670 nm Photobiomodulation in a Cell Model of Age-Related Macular Degeneration

Union Wisconsin Room

Age-related macular degeneration (AMD) is the most common cause of vision loss with aging in developed countries. There are two forms of AMD, “wet” and “dry”. Although “wet” AMD which is caused by an overgrowth of abnormal blood vessels in the retina can be treated, there are no treatments for “dry” AMD. AMD is characterized by the loss of the retinal pigment epithelium (RPE). The RPE performs functions that are essential for maintaining retinal homeostasis and the loss of RPE results in photoreceptor death and blindness. Photobiomodulation (PBM) by far-red (670 nm) light has been shown to act on mitochondria-mediated signaling pathways to preserve mitochondrial function, attenuate oxidative stress and prevent cell death in models of retinal disease and in small clinical trials. The long-term objective of our studies is to develop PBM as a stand-alone or adjunct therapy for the treatment of AMD and other retinal diseases. The objective of this proposal is to test the hypothesis that 670nm PBM will protect human primary RPE cells from cell injury and cell death induced by oxidative stress.

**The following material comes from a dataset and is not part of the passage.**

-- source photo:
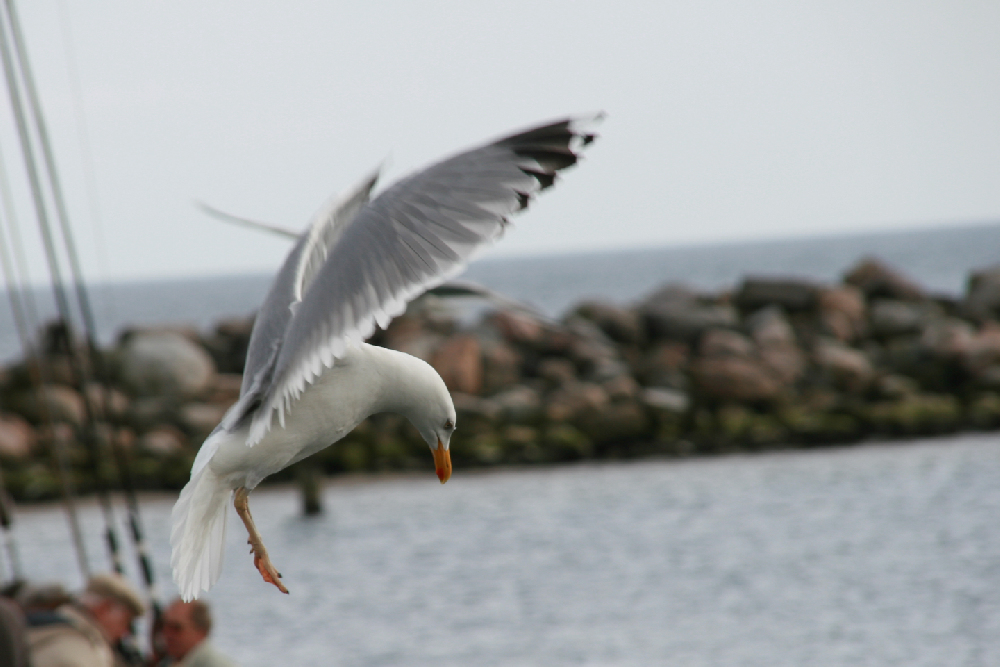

Studies will be conducted in a cell culture model of AMD, human primary RPE cells exposed to oxidative stress by growing them in the presence of tertiary butyl hydroperoxide (TBPH). We will examine the ability of 670 nm PBM to protect against cell death and mitochondrial dysfunction. This study will improve our understanding of the mechanism of PBM in AMD and provide important information for FDA approval of this treatment modality.